2.      Assesment merupakan proses dalam melakukan diagnosis yang hakikatnya adalah melakukan identifikasi terhadap gambaran-gambaran yang berbeda dari setiap kasus individual, seperti misalnya fungsi tingkah laku dan emosional anak-anak yang tampak dan fungsi kognitif dan perseptual motor mereka.
3.      Abuse sering terjadi di dalam keluarga, hal ini terjadi karena keluarga tidak bisa berfungsi sebagaimana mestinya.
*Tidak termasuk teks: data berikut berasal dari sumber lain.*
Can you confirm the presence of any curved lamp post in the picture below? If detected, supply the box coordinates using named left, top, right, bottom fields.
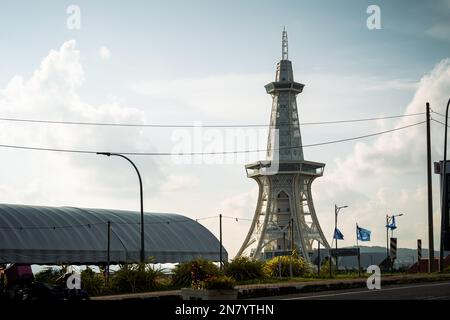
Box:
left=97, top=152, right=145, bottom=263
Hubungan antar keluarga tidak harmonis atau ikatan emosi antar anggota keluarga tidak berjalan dengan baik.

B.     Saran
Jika ingin tindakan perlakuan salah/ child abuse tidak terjadi pada anak-anak/dalam keluarga, sebaiknya kita harus menjaga hubungan keharmonisan antar keluarga.
















                                                               DAFTAR PUSTAKA


Siswanto, 2006. Kesehatan mental : konsep, cakupan, dan perkembangannya. Yogyakarta : Andi.